Total bill of materials: ~$15 for the DHT22, $0 for the Pi (already had one), $0 for software (everything is open source). Power draw is whatever the Pi already used (~3W on a Pi 3), so no measurable electricity cost.

What worked well. The dashboard ran for 18 months without a single hand-restart. Once a year I ran sudo apt full-upgrade for security patches, and that was it. The DHT22’s accuracy held up fine for room-condition monitoring; cross-checking against a $50 thermo-hygrometer showed the readings stayed within 1°C and 3% humidity, which is well inside the manufacturer’s spec.

What I’d do differently. I’d add a second sensor outside (cheap weatherproof DHT22 housings exist) so I’d have indoor and outdoor on the same graph. I’d also retain less data; six months of 30-second resolution is a lot of disk for what amounts to room temperature. InfluxDB has built-in retention policies for exactly this; setting a 90-day retention with downsampling to hourly averages beyond that would have shaved gigabytes.

Speed bumps to watch for. The DHT22 occasionally returns nonsense values (200°C or 0% humidity); my Python script catches and discards RuntimeError rather than logging garbage. The grok pattern in Telegraf is whitespace-sensitive; if your log format drifts even slightly, parsing silently stops and you end up with an empty database. Tail Telegraf’s logs (journalctl -u telegraf -f) the first time you change anything.

If you’re looking for the next monitoring project after this, the common Linux commands for system monitoring covers the in-shell tools, and the headless Raspberry Pi setup is the prerequisite for any of these Pi-side projects.

Frequently asked questions

Why DHT22 instead of DHT11?

The DHT11 is the cheaper sensor (around $3 vs $7) but its accuracy is much worse: ±2°C and ±5% humidity, with a narrower range. For a room-monitoring dashboard, the difference between the DHT11 reading 24°C and the DHT22 reading 25.4°C is the difference between “this graph tells me something” and “this graph is decoration”. Spend the extra $4.

Can I run InfluxDB and Grafana off-Pi to save the Pi’s resources?

Yes, and for production use you probably should. Replace the urls = ["http://127.0.0.1:8086"] line in the Telegraf config with the URL of your InfluxDB server (a NAS, a Docker host, a cloud VM). The Pi only needs to run the Python logger and Telegraf; the database and dashboard live elsewhere. This also makes it trivial to point multiple sensors from multiple Pis at one central dashboard.

Why use a log file instead of pushing directly from Python to InfluxDB?

Three reasons. First, the log file is your raw data; if InfluxDB ever corrupts itself or you change the schema, you can replay it. Second, Telegraf already handles InfluxDB connection retries, batching, and backoff, so you don’t need to write any of that. Third, decoupling the sensor reader from the database means a database hiccup doesn’t affect the reader, which keeps the readings unbroken.

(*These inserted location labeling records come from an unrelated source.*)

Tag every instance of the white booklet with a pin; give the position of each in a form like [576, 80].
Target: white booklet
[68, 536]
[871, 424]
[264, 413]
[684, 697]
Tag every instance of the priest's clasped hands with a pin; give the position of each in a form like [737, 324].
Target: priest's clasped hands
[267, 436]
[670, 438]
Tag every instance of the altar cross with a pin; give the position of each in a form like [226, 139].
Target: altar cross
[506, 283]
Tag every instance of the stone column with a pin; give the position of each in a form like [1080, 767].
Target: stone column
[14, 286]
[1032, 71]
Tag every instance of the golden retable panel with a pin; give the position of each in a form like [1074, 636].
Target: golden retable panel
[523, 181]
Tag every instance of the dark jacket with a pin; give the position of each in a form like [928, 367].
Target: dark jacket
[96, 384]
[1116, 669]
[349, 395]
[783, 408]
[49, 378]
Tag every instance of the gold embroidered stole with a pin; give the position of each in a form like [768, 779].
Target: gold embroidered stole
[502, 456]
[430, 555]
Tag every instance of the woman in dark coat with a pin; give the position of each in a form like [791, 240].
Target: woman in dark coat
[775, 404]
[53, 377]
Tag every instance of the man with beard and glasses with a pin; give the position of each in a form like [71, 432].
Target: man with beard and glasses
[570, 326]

Does this work with InfluxDB 2.x or InfluxDB 3?

The Telegraf config in this post targets InfluxDB 1.8. For 2.x you’d swap the outputs.influxdb block for outputs.influxdb_v2 and use a token instead of a database name. For 3.x, the recommended approach is to push line-protocol over HTTP. The InfluxData docs cover both; the Pi-side workflow stays identical.

$15 of hardware, free software, and two years of data my old thermostat never gave me. That’s the trade I’d take every time.